Nook Color: A Good Looking E-Reader - Nook Color is a well designed move towards a more multipurpose reading device. Consumers that were previously on the fence when it comes to e-readers may find the Nook Color a lot more fun to use and a bit more versatile.
The Nook Color (NOOKcolor) is a Barnes & Noble's e-reader device that tiptoes across the virtual line between e-reader and pad. This is not an unexpected development since e-readers still seem to be jockeying to find their perfect niche. To call the device Color a
pad, for some, may be a bit too adventurous of a term. A Barnes and Noble against Apple (iPad) battle could conjure up memories from one of those
powerful animal eats the down-the-food-chain animal cable TV programs. More likely, there's nothing that dramatic on the horizon, and the Nook Color is just finding its own cranny.
Consumers chance being a little conflicted when it comes to e-readers. They like the idea of a more readable, eye-friendly device, but once they see
WiFi, they expect multipurpose functionality. Some e-readers have offered limited web browsing capabilities, even using the term
experimental to describe the current development stage. The Nook Color, on the other hand, has improved its browser and other media functions in an attempt to
go where no e-reader has gone before. The Nook Color does not use an E Ink display, but instead has a back-lit touchscreen. E-reader purist may find this a disadvantage, or even a sellout, but it gives the eReader a lot more pizazz.
At $249, the Nook is fairly inexpensive. It has a nice color screen for magazines and photos, plays music, and will read out loud to you. Its wide viewing angle is said to reduce glare to provide inside or outside reading. That says to e-reader fans that NC understands it is foremost an e-reader. Like pad type devices, it is capable of portrait and landscape views. This lets you change the viewing aspect to match the type of material you are displaying.
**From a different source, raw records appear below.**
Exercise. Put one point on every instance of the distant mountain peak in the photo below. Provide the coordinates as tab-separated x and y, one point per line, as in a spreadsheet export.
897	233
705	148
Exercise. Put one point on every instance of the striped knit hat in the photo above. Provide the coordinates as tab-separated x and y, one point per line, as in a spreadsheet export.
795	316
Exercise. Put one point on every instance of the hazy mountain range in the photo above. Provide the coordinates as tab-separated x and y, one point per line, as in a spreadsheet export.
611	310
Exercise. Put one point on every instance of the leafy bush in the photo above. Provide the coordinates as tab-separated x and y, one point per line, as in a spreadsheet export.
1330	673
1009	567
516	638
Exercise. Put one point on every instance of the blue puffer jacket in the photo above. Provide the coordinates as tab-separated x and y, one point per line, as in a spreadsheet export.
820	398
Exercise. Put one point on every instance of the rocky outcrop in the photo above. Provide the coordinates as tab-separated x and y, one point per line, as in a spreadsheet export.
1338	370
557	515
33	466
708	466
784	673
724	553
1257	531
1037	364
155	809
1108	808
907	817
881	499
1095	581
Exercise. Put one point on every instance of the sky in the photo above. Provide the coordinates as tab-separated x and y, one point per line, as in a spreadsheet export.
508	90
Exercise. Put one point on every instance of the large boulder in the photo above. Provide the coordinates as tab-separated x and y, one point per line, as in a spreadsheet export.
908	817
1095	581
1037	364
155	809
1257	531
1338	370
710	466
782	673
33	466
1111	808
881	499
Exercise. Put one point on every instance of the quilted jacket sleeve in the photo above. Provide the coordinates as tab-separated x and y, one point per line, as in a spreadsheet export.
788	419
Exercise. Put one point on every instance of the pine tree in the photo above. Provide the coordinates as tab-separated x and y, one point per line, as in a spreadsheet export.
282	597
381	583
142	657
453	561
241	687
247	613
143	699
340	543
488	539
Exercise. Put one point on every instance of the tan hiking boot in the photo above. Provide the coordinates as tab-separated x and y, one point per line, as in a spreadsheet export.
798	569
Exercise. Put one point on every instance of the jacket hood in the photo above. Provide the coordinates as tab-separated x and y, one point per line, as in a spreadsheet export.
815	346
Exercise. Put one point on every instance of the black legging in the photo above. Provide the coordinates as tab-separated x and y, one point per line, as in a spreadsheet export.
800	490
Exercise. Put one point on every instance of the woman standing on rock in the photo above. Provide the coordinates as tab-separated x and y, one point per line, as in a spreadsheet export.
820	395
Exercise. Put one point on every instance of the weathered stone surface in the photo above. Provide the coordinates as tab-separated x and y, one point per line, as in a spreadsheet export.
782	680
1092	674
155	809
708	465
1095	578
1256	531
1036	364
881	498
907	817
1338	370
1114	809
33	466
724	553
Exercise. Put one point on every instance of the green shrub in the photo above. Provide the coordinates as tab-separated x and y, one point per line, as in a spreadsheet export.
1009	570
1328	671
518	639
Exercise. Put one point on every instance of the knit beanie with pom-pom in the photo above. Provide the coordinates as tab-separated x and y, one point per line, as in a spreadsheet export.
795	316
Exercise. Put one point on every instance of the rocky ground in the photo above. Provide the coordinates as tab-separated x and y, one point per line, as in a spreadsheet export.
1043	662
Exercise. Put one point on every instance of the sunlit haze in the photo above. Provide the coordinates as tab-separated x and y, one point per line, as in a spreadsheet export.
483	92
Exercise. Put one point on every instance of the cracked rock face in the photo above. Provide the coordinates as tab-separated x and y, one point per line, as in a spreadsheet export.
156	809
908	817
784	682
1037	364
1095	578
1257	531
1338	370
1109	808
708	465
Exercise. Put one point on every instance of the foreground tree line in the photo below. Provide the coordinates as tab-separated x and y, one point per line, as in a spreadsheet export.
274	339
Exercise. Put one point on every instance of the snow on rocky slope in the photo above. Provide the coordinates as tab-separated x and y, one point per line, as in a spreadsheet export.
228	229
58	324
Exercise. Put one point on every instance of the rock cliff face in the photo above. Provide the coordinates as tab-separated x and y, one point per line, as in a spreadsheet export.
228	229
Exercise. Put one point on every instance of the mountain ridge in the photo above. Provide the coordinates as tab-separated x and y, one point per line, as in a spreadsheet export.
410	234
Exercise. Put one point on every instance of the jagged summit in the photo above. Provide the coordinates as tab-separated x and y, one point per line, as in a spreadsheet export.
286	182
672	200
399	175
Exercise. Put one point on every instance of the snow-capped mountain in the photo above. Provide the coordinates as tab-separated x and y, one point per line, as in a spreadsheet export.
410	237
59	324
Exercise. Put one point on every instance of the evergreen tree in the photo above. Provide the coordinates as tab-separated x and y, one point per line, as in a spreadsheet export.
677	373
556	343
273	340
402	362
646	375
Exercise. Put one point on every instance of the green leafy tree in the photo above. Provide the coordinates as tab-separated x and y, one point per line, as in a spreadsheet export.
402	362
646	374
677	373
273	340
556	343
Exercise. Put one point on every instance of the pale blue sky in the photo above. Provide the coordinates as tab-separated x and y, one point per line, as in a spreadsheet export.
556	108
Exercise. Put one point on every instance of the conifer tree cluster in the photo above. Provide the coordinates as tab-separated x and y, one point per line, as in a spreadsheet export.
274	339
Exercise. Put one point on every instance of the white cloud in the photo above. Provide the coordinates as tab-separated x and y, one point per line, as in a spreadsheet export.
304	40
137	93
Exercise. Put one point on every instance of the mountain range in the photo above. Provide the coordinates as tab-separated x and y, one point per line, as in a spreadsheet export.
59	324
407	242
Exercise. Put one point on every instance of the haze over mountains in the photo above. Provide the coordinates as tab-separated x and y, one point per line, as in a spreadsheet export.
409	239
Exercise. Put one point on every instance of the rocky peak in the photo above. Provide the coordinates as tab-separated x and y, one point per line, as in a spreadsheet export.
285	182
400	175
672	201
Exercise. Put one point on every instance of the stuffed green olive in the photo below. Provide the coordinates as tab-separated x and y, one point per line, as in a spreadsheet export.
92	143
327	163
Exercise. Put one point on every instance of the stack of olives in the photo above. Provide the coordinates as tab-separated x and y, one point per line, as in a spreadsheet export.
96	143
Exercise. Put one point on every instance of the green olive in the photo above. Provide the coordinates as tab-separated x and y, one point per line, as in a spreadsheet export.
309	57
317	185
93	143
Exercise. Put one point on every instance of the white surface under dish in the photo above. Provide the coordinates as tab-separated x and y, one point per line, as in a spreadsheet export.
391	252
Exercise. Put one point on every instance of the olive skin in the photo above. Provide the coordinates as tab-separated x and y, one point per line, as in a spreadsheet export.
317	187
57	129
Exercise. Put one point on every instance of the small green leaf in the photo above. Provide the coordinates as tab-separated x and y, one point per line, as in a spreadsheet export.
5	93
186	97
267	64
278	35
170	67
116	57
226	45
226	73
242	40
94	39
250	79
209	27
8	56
It comes with 8GB of memory, which is enough to hold a lot of stuff. However, you can add up to 32GB using an inexpensive micro SD card, something many users will never need to do. As noted in the article “Nook and Intel’s Reader”, the new device runs Google’s Android OS and allows users to download the half-million titles in the Google Books library.
Having covered a lot of the NC's good points, let's look at a few cons or negatives. For one, the Nook Color's battery life, while very good (up to 8hrs), is a trade-off compared to the Nook or Nook 3G which have E Ink screens. If plugging in less to charge is more important to you than the advanced features and color screen, you may prefer an E Ink style e-reader. Speaking of the color screen, some may argue that reading text is more comfortable on an E Ink device, but that's a matter of preference.
Bottom line, the device is a cool device that can serve more functions than a basic e-reader. Being able to better access email and media may be enough for some users to alleviate the need to take along another device when traveling, especially on a day trip or vacation. If you have considered an e-reader, but can't get past a few of their shortcomings, the Nook Color may be worth a look.